Pourtant, s'il fallait n'en retenir qu'une, c'est assurément la saison 2018 (en janvier et février) qui resterait dans les mémoires des participants aux deux circuits "Ennedi" que nous avons proposés.
En sortant des chemins battus, nous avons ainsi pu découvrir de nouvelles et magnifiques gravures de personnages qui viennent s'ajouter à celles bien connues de Niola Doa. Outre leurs qualités tant esthétiques qu'historiques, ces gravures montrent d'une part que le domaine d'existence de ce type d'image n'est pas confiné à la zone répertoriée jusque là et, d'autre part, que le patrimoine rupestre est loin d'être connu en intégralité. De nombreux autres abris ornés de peintures originales ont été étudiés lors de ces sept semaines sur le terrain.
Pour autant, ce n'est pas seulement dans ce domaine, l'art rupestre, que se situent les faits marquants de la saison. Deux découvertes archéologiques majeures sont venues bonifier des séjours déjà bien remplis par ailleurs. Nous avons eu la chance, suite à une petite erreur de navigation, de découvrir un site de surface très important, par son contenu comme par son étendue. De nombreux artefacts dont des éléments de parure (bracelets, bagues, boucle d'oreille), des tessons de poterie et une multitude d'ossements tapissent un creux interdunaire à proximité d'un –ancien – cours d'eau et d'une zone marécageuse. Une mâchoire, identifiée comme provenant d'un bovin domestique est susceptible de nous en apprendre plus sur (l'introduction de) l'élevage au Tchad.
Un autre jour nous avons traversé une zone couverte de broyeurs, de meules, poteries au milieu desquels figurait un magnifique récipient ovaloïde, finement bouchardé sur ses deux faces et portant sur sa périphérie un bourrelet très régulier. Quelques unes de ces pièces ont été déposées au Musée National à N'Djaména.
Enfin et ce n'est pas la plus anodine des nouveautés, grâce à notre guide nous avons pu observer des empreintes pour le moins étonnantes, de nos jours au Sahara. La tendance générale, sous l'effet du réchauffement climatique et du fait de l'emprise humaine sans cesse croissante sur la planète, est plutôt à la disparition des espèces et à une perte de biodiversité. C'est dire combien il était inattendu, voire totalement improbable, d'observer des empreintes d'autruches (datant du matin même) en plein désert, dans l'extrême Est du massif de l'Ennedi.

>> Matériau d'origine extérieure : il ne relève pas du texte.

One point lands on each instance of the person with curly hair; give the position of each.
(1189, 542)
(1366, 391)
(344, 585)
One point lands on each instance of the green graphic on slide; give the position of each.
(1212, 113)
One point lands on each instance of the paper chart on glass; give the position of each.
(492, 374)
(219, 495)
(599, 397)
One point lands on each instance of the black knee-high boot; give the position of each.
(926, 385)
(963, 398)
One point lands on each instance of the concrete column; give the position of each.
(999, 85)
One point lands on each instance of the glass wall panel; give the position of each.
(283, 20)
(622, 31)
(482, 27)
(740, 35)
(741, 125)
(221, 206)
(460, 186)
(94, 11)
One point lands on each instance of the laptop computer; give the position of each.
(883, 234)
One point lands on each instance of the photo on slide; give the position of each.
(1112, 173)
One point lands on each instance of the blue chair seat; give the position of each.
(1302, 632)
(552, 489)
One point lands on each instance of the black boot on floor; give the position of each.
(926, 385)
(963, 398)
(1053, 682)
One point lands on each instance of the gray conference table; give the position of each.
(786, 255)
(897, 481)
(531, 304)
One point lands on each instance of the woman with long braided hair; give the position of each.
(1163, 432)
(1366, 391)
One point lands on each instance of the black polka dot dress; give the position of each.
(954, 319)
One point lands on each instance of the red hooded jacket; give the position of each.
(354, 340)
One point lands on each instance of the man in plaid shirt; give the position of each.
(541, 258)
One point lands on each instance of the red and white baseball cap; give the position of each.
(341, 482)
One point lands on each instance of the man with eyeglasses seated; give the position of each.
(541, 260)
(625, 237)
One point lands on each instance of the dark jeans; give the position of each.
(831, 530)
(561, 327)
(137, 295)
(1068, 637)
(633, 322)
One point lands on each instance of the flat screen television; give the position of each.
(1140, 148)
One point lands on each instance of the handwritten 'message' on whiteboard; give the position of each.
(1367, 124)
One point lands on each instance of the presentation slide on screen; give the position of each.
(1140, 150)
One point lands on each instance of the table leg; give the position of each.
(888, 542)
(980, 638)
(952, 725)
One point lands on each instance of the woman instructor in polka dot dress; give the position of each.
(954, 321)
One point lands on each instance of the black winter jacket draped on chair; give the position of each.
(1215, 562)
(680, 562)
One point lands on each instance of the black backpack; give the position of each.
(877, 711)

En effet, à l'exception des zones sahéliennes, cette espèce a été éradiquée du sol tchadien par une chasse intensive. Découvrir une petite population relicte (six individus au total), dans une zone aussi septentrionale est une divine surprise, pour ceux qui l'ont vécu mais aussi et surtout pour les spécialistes de la faune saharienne et/ou des espèces en voie de disparition.Une courte expédition, organisée en mai dernier par des scientifiques d'African Parks, a permis à ceux-ci de confirmer visuellement la présence de ces autruches à cou rouge.
Plus globalement, durant ces deux circuits, nous avons eu aussi l'opportunité de croiser la route d'espèces assez variées avec des dizaines de gazelles, trois hyènes qu'il est inhabituel de voir pendant la journée, des centaines de pintades, des perdrix, des phacochères, des oryctéropes … tous cela dans des paysages à couper le souffle et renouvelés en permanence.Bref, un bilan assez exceptionnel qui laisse entrevoir les réelles richesse de ces provinces éloignées et qui nous encourage à persister dans la voie adoptée jusque là, à savoir, organiser des circuits mélangeant tourisme classique et exploration avec une subtile balance entre archéologie, faune et flore.
C'est pourquoi nous vous proposons cette année trois circuits, très différents les uns des autres et qui renouvellent les offres antérieures en les complétant, chacun dans un secteur géographique différent :
a - Le Nord-Est du Tibesti (plaine d'Ouri) ;
b - Le Borkou avec une équipe de scientifiques de l'IRD pour étudier des cratères d'impacts de météorites et des sédiments lacustres en liaison avec des habitats anciens ;
c - L'Ennedi, circuit au cours duquel on passera peut-être quelques jours avec des archéologues pour étudier un des sites trouvés en début d'année.